Russia Soyuz spacecraft docks with International Space Station
Russia's Soyuz spacecraft has docked successfully at the International Space Station (ISS).
The rocket, carrying a US astronaut and two Russian cosmonauts, blasted off from Russia's Baikonur cosmodrome in Kazakhstan on Monday.
It was the first manned launch since an unmanned cargo rocket crashed shortly after launch in August.
The Soyuz is the only means of reaching the ISS after the US ended its shuttle programme earlier this year.
A spokesman for the Russian space agency said the Soyuz had docked with the ISS at 09:24 Moscow time (05:24 GMT).

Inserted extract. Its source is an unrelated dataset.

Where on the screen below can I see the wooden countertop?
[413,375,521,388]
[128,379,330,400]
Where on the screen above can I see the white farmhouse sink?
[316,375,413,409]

"Everything went ahead normally," he said.
The crew - American Dan Burbank and Russians Anton Shkaplerov and Anatoly Ivanishin - went on to open the hatch and join the current crew of the ISS.
American Mike Fossum, Japan's Satoshi Furukawa and Russia's Sergei Volkov are due to return to Earth in December, while the new crew members will stay until March.
The BBC's Daniel Sandford in Moscow says the launch and progress of the Soyuz, designed in the 1960s, was a nervous moment for both Nasa and the Russians, after the failure of the Progress cargo rocket in August.
That crash, which Moscow said was an "isolated" glitch caused by a fuel pipe blockage - led to the human space flight programme being suspended.
But with no other way of reaching the ISS, it was doubly important for the programme to succeed, says our correspondent.
A spokesman for US space agency Nasa said the Russian team had done a "tremendous job getting the launch and the docking ready".
Nasa ended its 30-year shuttle programme in July. The 16 nations investing in the $100bn International Space Station now rely solely on Russia to ferry crews.